Since 2005, PG&E has successfully demonstrated the program with a small group of customers. PG&E has requested regulatory approval to support broader customer adoption of this promising technology.
As a key milestone, in 2011, the National Institute of Standards and Technology ratified the Open Automated Demand Response 2.0 (OpenADR) standard, which provides a common language for the energy industry to use for sending AutoDR signals. PG&E led the development of the OpenADR standard, drawing on our years of work with the Lawrence Berkeley National Laboratory. Our commitment will continue as a board member of the Open ADR Alliance, a group formed to accelerate the development, adoption and compliance of OpenADR standards throughout the energy industry.
PG&E continues to collaborate on other Smart Grid standards, such as Smart Energy Profile 2.0, to reduce the cost of demand-response-enabling technologies and provide incentives to customers to upgrade their demand response capabilities.
On the Horizon
Looking forward, PG&E will continue to help realize the demand response potential of California by offering new programs and technologies that enable customers to better control their energy use and reduce their environmental footprint.
As an example, we will continue to transform our programs to be more useful to the electricity system operators.
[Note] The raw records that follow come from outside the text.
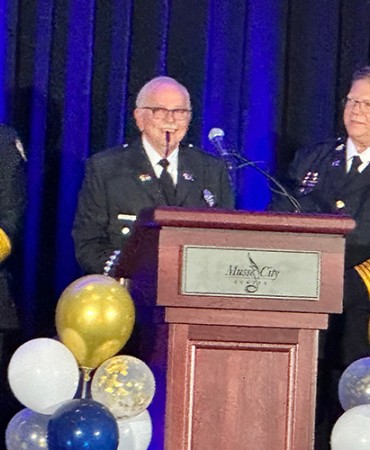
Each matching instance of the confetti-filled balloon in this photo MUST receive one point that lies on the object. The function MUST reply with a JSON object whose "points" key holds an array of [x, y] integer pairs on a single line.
{"points": [[94, 318], [354, 384], [82, 424], [27, 430], [124, 384]]}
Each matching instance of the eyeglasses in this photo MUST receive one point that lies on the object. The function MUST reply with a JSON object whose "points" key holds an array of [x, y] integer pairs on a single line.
{"points": [[163, 113], [364, 105]]}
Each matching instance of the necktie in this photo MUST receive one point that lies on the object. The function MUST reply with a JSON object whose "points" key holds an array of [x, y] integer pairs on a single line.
{"points": [[356, 162], [168, 188]]}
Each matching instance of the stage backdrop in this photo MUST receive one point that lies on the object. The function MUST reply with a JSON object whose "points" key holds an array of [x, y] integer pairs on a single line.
{"points": [[270, 73]]}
We bid one of our demand response programs into the electricity market in 2011 and will continue to do so in 2012. This has allowed PG&E’s demand response programs to provide additional value to customers by potentially lowering wholesale electricity prices.
We also will continue to focus on better integrating how we develop and market our demand response programs, moving toward assessing a customer’s overall energy demand and finding the best combination of energy efficiency, demand response and other programs to meet their needs.